Unfortunately, we didn’t have the time to perform comprehensive overclocking tests; however most indications suggest that a 3.2GHz overclock is possible – for those that wish to do so. However, though an interesting distraction for the enthusiast, one can’t help but doubt the need for such a CPU in a laptop.
For gaming in particular it’s a needless expense since in most games it’s not the CPU that’s the limiting factor in performance, but the GPU and quite possibly the RAM as well. As such, unless you want to overclock for performing CPU intensive tasks such as video encoding and the like, most would be better off opting for one of the cheaper Penryn CPUs. For example, opting for the 2.6GHz T9500 will trim off close to £230 and if you’re happy to sacrifice just another 100MHz, the otherwise identical 2.5GHz T9300 will reduce the price by a massive £390 when compared to the X9000. That’s the difference between a machine costing over £2,000 and one that’s around £1,750. That’s a pretty sizable difference, which could be a pure saving or allow for an extra one or two years warranty – arguably a necessity when spending this much money on a notebook.
Supporting the CPU is 2GB of 667MHz DDR2 RAM and a 200GB 7200rpm SATA HDD with 16MB Cache, along with the all important 512MB nVidia 8800M GTX providing the graphics grunt. For all intents and purposes this is a slightly scaled down version of the superb nVidia 8800 GT desktop part, utilising the same 256-bit memory interface and the 65nm G92 core, but with slightly fewer stream processors, 96 versus 112, and reduced memory and core clock speeds. Whatever the compromises the Rock X770 T7800-8800 showed what an improvement it was over the frankly hopeless 8700M GT, so its gaming credentials aren’t in question.

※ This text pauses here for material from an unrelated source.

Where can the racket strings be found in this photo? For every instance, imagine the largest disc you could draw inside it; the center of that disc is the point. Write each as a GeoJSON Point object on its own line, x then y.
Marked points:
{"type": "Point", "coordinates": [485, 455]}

Neither, for that matter, is any other element of the specification. For this price you a get Full HD capable 1,920 x 1,200 display, an impressive feature for a 15.4in notebook, while Intel Draft N wireless and Gigabit Ethernet come as standard. Throw in other features such as Bluetooth 2.0+ EDR, a 2.0 Megapixel webcam, a 7-in-1 memory card reader, 9-pin FireWire 800 port, 54mm ExpressCard, HDMI output and an 8x DVD+/-RW optical drive and you’re not wanting for much – these being just the standard features.
You can also opt for Blu-ray drives, both readers and writers, for fairly sizeable premiums. And, if you’d rather not rely upon the integrated Realtek audio you can opt for an External Creative X-Fi Extreme, though you could equally buy one separately. Likewise, Alienware offers a range of third party accessories, including mice, bags, hard drives, headphones and Dell monitors up to 27in. Another option is removable ‘Smart Bay’ hard drives that can be put into the optical disk drive bay, with options ranging up to 320GB. This ‘Smart Bay’ can also be used for an additional battery – always a useful option.